Lastly, if the organization envisages to call upon a service 
provider to handle the whistleblowing scheme, the latter should 
undertake by contract that it will not use the data for diverted 
purposes, that it will ensure the confidentiality thereof, meet 
limited data retention periods, and inform the individuals 
identified by the whistleblowing processing system.
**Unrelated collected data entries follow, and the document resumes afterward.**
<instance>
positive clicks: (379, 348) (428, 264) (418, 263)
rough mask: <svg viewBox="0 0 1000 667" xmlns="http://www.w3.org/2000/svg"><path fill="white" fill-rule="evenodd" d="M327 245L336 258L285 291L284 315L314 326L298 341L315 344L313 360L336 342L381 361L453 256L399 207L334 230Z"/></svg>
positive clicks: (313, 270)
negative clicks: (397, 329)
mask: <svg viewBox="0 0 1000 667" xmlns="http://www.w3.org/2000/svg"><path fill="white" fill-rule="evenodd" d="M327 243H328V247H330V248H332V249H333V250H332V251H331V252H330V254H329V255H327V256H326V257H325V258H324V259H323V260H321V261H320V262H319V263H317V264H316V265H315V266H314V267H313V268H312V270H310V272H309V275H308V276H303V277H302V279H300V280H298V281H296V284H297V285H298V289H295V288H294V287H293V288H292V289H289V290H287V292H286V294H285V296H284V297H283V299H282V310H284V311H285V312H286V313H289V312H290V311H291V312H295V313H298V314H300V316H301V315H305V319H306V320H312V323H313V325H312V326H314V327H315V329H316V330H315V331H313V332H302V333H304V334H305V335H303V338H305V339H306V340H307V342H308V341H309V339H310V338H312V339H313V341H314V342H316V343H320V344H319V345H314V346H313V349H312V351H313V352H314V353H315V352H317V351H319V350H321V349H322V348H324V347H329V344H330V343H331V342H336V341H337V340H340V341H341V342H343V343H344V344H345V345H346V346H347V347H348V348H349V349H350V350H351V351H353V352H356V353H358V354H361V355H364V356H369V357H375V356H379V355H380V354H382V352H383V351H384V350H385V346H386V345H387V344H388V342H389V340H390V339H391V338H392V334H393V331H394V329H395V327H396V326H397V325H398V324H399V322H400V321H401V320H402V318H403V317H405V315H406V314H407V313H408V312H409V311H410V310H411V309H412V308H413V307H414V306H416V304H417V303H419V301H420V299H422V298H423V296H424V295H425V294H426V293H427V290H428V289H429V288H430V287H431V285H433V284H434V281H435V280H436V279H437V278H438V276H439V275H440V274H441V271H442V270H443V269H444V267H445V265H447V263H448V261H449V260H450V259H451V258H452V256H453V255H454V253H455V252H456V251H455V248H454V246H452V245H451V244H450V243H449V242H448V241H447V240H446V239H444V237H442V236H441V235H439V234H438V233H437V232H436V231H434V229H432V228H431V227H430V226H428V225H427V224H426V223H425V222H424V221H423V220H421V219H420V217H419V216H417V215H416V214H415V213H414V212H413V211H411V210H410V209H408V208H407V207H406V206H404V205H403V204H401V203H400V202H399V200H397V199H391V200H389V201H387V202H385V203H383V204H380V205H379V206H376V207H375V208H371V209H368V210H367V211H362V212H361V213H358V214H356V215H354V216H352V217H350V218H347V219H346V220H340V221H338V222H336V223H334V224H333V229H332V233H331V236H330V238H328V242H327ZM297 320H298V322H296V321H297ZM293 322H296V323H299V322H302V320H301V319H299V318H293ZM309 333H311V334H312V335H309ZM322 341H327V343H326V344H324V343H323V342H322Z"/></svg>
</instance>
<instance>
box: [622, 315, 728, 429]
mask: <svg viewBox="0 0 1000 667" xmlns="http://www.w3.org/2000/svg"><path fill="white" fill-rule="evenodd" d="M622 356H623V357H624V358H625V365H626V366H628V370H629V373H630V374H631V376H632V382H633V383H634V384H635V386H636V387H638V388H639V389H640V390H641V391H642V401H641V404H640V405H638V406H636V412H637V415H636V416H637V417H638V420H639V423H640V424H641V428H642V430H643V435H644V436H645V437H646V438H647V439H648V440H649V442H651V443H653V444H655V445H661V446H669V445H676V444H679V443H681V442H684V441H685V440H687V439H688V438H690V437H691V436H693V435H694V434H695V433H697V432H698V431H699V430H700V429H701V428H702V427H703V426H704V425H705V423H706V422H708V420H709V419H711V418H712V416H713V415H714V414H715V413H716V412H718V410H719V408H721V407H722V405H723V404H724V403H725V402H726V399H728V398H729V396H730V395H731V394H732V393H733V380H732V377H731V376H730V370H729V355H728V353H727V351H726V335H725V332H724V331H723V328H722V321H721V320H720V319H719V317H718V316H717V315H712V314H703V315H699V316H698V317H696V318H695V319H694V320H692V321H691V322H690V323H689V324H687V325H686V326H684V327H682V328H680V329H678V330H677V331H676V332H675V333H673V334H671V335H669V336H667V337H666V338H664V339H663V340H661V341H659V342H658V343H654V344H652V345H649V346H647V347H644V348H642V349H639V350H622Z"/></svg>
The company 
will in any case remain responsible for the processing carried 
out by the service provider. 
 
8) Circulating anonymous business reports 
 
For the purpose of evaluation of the whistleblowing scheme, the 
company may provide entities in charge of processing such reports 
within the group with any statistical information useful for the 
performance of their duties (such as data relating to the types 
of reports made and corrective action taken). 
 
Such information should not directly or indirectly disclose the 
identity of the individuals mentioned in the reports. 
 
9) Limited data retention periods 
 
Data relating to a report found to be unsubstantiated by the 
entity in charge of processing such reports should be deleted 
immediately. 
 
Data relating to reports that required verification should not be 
kept more than two months after the verification work is closed, 
unless disciplinary action is taken or court proceedings are 
filed against the individual incriminated or the author of an 
abusive report. 
 
10) Accurate information provided to incriminated person 
 
In accordance with articles 6 and 32 of the Data Protection Act, 
an identified individual that was incriminated by a report should 
be notified by the person in charge of the process as soon as 
data concerning him or her is recorded, whether electronically or 
not, so as to enable him or her to object promptly to his or her 
data being processed. 
 
At any rate, the reported individual should not be informed 
before indispensable protective measures have been taken. 
 
The information is given in a way which ensures that the reported 
person is properly notified. 
 
Such information to the reported employee should include the 
identification of the entity in charge of handling the system, 
charges brought against him or her, what departments will receive 
the report as well as how to exercise his or her right of access 
and rectification. 
 
11) Complying with rights of access and rectification 
 
In accordance with articles 39 and 40 of the Data Protection Act, 
any person identified in the professional whistleblowing process 
may access his or her data and request the rectification or 
deletion thereof, if applicable. 
 
His or her right of access does not entitle him or her to request 
the disclosure of information about third parties, such as the 
whistleblower's identity. 
END TEXT. 
 
6.  (SBU) Post would appreciate any guidance on the draft.